Президентская историческая библиотека. 1941—1945. Победа. Проза. Том 1
Шрифт:
– Именно тут еще много упущений, – продолжал Богарев, отсчитывая на пальцах. – Например, надо было часть пулеметов заслать в тыл к ним, ведь вот она роща, прямо для них приготовлена: они бы встретили отступающих, а мы все в лоб, в лоб жали, во фланги по-настоящему не зашли.
– Действительно, – сказал Мерцалов, – они выставили заслончик из автоматов, задержали ваш огонь.
– За что же тут ордена давать? – спросил Богарев и рассмеялся. – Разве за то, что командир полка, известный товарищ Мерцалов, в самый сложный момент, вместо того чтобы управлять огнем и движением винтовок, пулеметов, автоматов, тяжелых и легких пушек, ротных и полковых минометов, сам схватил винтовку и побежал впереди роты?

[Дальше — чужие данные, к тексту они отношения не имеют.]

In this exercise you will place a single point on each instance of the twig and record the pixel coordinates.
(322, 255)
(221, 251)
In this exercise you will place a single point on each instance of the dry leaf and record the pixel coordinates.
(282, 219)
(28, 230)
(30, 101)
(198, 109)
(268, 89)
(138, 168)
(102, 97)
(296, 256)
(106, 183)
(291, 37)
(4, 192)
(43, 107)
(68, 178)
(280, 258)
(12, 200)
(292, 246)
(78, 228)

А? А дело было необычайно сложное, тут командиру полка не бегать бы с винтовкой, а думать
Мерцалов отодвинул кружку и обиженно спросил:
– Ну, что еще думаете, товарищ комиссар?
– Думаю я многое, – усмехнулся Богарев. – Оказывается, под Могилевом примерно такая же картина была: батальоны действовали каждый порознь, а командир полка шел в атаку с разведывательной ротой.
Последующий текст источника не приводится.